Red herrings and fish hooks: Rose Carlyle’s The Girl in the Mirror

For the first twelve days of our life, we were one person. Our father's brains and our mother's beauty swirled into one blessed embryo, the sole heir to the Carmichael fortune.

The Girl in the Mirror

We're all our own worst critic. I know the girl in the mirror is the one I'm hardest on.

Iris is an identical twin. Although she loves her sister, Summer, she has always felt second best to her. It's hard enough to live up to your own expectations, but harder to see your mirror-self succeed in everything you have failed at - marriage, financial success, a career...

A baby would make the list complete, and is the one thing that will gain Summer access to the legacy left behind by their father - for the first grandchild to be born.

The girls have been set against each other since the age of fourteen by their father's will. Summer has always maintained she didn't care about the money.  Iris appears to harbour some deep resentments against her. When she is summoned to help sail the family yacht during a crisis, Iris learns that Summer has beaten her to pregnancy too

Even the things Summer doesn't care about she gets first.

Like a character in a VC Andrews novel, Carlyle sets Iris up for failure. The poor child wasn't even expected - her mother didn't know she was having twins - so her sister got both names her mother had saved for her first-born; Summer Rose.

Iris, as if an 'offshoot', a 'subset' of her sister, is named after the first thing her mother laid her eyes on. It's a family joke that it was lucky there weren't petunias in the vase in her mother's hospital room. Summer loves to rub this in, but she's joking. Isn't she?

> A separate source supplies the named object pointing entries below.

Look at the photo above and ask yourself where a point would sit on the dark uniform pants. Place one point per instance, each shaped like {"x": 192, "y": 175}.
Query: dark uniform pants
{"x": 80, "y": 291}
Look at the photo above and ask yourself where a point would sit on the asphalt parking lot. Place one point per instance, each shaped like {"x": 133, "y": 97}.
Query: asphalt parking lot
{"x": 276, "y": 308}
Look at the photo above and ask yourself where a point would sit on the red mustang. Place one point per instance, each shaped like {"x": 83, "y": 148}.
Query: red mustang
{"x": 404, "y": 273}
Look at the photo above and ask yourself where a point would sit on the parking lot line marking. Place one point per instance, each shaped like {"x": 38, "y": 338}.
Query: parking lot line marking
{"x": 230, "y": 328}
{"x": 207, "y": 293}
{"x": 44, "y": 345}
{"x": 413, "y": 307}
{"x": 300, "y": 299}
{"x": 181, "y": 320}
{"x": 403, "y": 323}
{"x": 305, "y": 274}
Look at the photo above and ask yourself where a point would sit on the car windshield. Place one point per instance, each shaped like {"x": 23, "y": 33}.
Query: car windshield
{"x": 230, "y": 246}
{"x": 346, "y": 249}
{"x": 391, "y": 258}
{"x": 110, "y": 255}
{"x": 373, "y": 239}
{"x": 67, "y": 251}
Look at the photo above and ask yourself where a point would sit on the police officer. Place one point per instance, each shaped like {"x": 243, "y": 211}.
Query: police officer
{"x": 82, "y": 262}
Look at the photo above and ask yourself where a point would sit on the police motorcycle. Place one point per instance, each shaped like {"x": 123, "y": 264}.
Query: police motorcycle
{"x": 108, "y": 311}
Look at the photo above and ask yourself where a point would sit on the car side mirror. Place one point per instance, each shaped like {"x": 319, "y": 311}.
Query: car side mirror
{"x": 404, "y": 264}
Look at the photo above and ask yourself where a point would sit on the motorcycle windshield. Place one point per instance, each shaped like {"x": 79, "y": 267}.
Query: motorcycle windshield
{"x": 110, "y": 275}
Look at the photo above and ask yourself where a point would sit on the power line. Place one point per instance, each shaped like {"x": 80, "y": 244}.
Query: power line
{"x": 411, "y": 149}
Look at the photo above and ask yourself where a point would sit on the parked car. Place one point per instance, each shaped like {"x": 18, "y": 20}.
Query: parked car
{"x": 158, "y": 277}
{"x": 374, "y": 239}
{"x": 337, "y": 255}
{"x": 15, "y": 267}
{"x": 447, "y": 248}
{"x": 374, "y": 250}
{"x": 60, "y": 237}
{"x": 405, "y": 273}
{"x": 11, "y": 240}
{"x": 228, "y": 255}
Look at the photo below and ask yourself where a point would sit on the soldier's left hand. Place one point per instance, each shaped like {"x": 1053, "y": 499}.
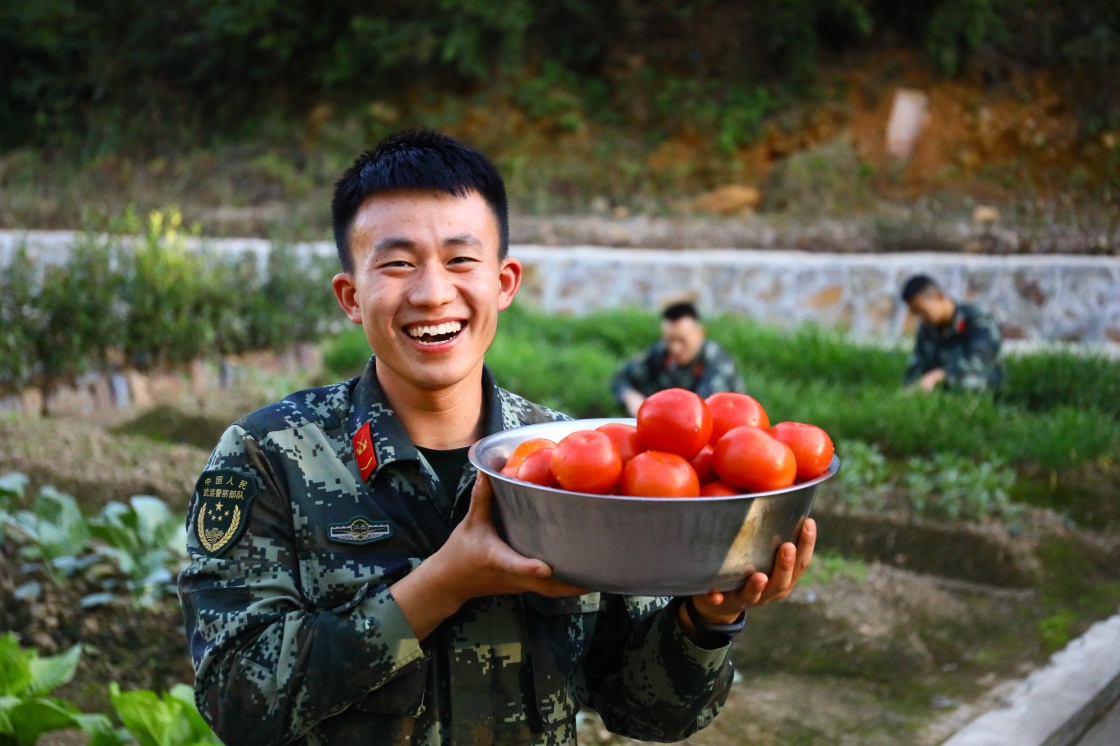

Summer is an 'it' girl, a blonde bombshell. And I'm her mirror...I am identical to Summer, but when I'm apart from her, I'm no one special... Everywhere she goes, she's the sun in the morning sky. The first rose of spring. And I'm her shadow.

Sociable and unambitious, Summer has a lovely nature, while Iris is spiky and cynical. Iris's organs are all on the wrong side, an indication of how late they split - but Summer, the firstborn, is perfect. She "smells of innocent things: suntan lotion, apples, the beach" - but Iris's flower has no fragrance.

When I look in the mirror, I don't see myself, I see Summer.

A mirror twin is ever so slightly asymmetrical. Though even close family can hardly tell them apart, protagonist Iris really only feels complete when she looks in the corner-shaped mirror on the family's yacht, the Bathsheba. A natural sailor, Iris really only feels complete on the water - the one thing that is hers - but now Summer, who hated the sea, owns the boat.

With twins, it's always behaviour, not appearance, that gives you away.

There's a lot of impostor syndrome in this thriller: - Iris tries on Summer's clothes, copies her style and sleeps in her bed. Summer steps into Adam's first wife's shoes, becoming mother to his baby. Summer 'steals' the boat from Iris: so it's no surprise when one sister attempts to take over the other's life.

The surprise is in how she does it, and how it turns out for her.

Rose Carlyle gives The Girl in the Mirror a nautical setting. She's an experienced sailor. This is just great from my point of view, I love stories about the sea. She sets the tension up between the two women and then leaves them alone on the ocean.

Something bad's gotta happen, right? I really thought I had it all worked out, but Carlyle twisted my expectations into a bird's-nest; adding some great red herrings and feathery hooks - like a half-sister as a late starter in the baby race. 

With lines like "Shallow water makes the sea uneasy" Carlyle demonstrates a flair for poetic language whenever Iris ruminates on the sea:

I've melted through the glass, and I'm flying over the ocean, turning a joyous shade of aquamarine.

This is Rose Carlyle's first book and has been applauded by the media. Like Dead Calm (remember the film with Nicole Kidman?) it has been optioned for film.

The Ngaio Marsh Awards, showcasing the best of New Zealand Crime Fiction and Non-Fiction, will be held this year on 30 October, subject to Covid-19 restrictions. The Girl in the Mirror is on the longlist for Best Crime Novel and Best First Novel.